Je voudrais poser une question générale : j’ai vu la mesure PAQUE. Je me suis dit : « C’est formidable, il y a une bonne durée, un accompagnement social est prévu, le lien avec les entreprises est prévu, c'est destiné aux plus défavorisés. Or on constate que, dans certaines régions, des jeunes illettrés n’y sont pas acceptés. D’une façon générale, on constate que nombre de mesures, pensées au départ pour des publics les plus éloignés de la qualification, sont petit à petit affectées à des publics plus favorisés. Autre exemple : le fait que de jeunes techniciens deviennent ingénieurs en passant par un « Contrat de qualification jeunes. » Comment éviter cette dérive ? »

* M. Robert Pierron :

Cette menace de dérive est permanente, en effet. Dans les mois à venir, un premier bilan sur PAQUE doit être établi. Peut-être sera-t-il possible alors de mesurer ce que vous dites-là, de voir si ce type de dérive s’est effectivement produit. Ce matin, on a déploré la succession trop rapide des générations de dispositifs ; votre intervention touche du doigt un autre risque : au bout d’un moment, insidieusement, des barrières apparaissent parce qu’on obtient davantage de résultats avec tel ou tel public. Ceux pour qui ces dispositifs étaient faits y accèdent moins facilement. Il faut dénoncer cette dérive, c’est vrai, même si on en comprend malheureusement le pourquoi…

* Monsieur Jean-Luc Berrocq, Directeur du Lycée Agricole de Cudos :

Comment faire pour que les parcours de scolarité obligatoire ne soient pas des parcours d’exclusion ? Ce n’est pas une attaque que je fais, étant moi-même chef d’établissement, directeur de collège, lycée et centre de formation.
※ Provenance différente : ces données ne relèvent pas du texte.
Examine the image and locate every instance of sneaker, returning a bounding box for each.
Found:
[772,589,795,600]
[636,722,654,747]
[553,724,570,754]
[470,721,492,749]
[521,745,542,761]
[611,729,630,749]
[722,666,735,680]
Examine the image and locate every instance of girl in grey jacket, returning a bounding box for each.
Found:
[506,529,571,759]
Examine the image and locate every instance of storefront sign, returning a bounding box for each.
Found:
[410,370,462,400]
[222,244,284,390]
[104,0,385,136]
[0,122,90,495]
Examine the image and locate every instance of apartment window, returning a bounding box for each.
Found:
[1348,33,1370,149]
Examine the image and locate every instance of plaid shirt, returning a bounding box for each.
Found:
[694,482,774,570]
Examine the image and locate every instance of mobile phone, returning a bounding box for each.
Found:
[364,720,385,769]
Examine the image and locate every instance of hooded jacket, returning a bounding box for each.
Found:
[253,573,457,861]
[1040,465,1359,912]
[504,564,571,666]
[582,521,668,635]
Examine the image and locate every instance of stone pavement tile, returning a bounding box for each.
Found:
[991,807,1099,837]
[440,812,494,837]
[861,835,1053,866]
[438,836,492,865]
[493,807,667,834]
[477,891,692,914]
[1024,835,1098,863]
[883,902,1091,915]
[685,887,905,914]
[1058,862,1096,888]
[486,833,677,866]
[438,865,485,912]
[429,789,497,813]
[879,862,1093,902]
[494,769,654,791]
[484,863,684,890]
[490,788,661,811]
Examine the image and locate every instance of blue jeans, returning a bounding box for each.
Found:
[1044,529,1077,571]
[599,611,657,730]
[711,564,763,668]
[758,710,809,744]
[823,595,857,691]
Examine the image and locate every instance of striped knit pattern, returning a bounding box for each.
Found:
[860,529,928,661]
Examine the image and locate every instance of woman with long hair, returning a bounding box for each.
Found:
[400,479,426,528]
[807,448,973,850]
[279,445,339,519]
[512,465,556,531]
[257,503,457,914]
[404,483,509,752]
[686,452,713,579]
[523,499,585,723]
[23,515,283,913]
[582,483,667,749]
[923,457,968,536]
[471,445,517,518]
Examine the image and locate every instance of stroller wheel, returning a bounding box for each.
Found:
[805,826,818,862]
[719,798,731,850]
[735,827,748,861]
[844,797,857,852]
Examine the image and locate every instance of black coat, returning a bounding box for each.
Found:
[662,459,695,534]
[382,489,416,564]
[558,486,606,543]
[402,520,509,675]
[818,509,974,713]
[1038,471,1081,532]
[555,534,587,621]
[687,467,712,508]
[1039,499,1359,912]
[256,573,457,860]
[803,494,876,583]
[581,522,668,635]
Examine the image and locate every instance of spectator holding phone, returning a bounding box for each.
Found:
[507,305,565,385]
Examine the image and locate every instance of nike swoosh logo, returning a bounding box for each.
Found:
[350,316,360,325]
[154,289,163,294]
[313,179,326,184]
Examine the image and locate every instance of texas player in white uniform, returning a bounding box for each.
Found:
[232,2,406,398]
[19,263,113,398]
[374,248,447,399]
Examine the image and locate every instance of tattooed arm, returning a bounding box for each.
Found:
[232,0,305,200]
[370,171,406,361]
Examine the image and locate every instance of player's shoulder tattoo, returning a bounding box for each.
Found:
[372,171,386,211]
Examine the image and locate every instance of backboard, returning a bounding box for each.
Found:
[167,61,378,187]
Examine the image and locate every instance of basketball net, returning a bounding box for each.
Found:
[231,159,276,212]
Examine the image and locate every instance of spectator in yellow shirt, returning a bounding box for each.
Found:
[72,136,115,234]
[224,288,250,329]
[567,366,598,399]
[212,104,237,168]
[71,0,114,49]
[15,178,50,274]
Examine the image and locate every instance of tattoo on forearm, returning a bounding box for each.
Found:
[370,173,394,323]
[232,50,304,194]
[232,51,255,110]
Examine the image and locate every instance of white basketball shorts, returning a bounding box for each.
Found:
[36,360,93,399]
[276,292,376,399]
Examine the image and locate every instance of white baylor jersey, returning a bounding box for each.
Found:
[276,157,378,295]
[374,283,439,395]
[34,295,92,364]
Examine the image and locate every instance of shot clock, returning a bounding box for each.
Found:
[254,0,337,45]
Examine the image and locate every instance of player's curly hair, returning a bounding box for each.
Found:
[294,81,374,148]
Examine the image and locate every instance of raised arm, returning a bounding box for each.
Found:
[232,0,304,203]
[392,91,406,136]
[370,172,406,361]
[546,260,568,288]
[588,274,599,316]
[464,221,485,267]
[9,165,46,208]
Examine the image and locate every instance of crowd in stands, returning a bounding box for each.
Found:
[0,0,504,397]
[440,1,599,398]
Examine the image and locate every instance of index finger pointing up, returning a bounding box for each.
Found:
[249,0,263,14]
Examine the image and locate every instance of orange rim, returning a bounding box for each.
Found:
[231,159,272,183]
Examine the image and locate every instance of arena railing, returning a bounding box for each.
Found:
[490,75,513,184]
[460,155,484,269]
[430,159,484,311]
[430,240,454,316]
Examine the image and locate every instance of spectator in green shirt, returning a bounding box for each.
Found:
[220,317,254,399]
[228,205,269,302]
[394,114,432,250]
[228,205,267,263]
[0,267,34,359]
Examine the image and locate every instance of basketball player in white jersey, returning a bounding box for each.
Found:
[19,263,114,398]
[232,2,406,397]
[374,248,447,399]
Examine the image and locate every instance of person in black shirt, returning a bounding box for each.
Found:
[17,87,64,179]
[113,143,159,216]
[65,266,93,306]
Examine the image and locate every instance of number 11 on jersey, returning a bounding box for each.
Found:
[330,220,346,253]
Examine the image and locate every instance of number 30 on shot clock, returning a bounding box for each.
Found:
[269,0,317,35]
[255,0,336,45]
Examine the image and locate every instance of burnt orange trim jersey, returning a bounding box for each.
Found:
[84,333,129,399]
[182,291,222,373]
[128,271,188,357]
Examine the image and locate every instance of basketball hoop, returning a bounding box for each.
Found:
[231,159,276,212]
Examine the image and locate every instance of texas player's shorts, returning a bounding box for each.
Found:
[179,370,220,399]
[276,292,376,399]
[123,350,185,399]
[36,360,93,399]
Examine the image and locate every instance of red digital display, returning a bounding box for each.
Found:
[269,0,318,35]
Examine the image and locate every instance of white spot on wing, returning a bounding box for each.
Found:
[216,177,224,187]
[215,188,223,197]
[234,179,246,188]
Cela dit, n’y a t-il pas une question institutionnelle à poser au Ministère de l’Education nationale : quelles stratégies mettre en œuvre avant seize ans, de façon à ce qu’on ne continue pas éternellement à gérer des situations d’exclusion ?

* Madame Couture, Chargée des Publics Défavorisés à l’Education Nationale. Rectorat de Bordeaux :

On a beaucoup dit que l’Education Nationale fabriquait des chômeurs, des exclus, que l’école est en crise, etc. Il faudrait plutôt parler de ce qui se fait, ce qui ne veut pas dire que tout est parfait, comme le soulignait très bien Mme Richard. La preuve : les quatre mille jeunes qui sortent sans qualification du système scolaire, ils existent bien, on les connaît. Mais je n’apprendrai à personne ici qu’un certain nombre de mesures ont été mises en place depuis dix ans, ne serai-ce que les Zones d’Education Prioritaire (ZEP) sur lesquelles l’Education Nationale a fait un très gros effort financier en nombre de postes. Juste un chiffre : pour le département de la Gironde, il y a trente postes et demi en « surnombre » qui ont été mis dans les ZEP, pour l’enseignement du premier degré. Ce n’est pas rien.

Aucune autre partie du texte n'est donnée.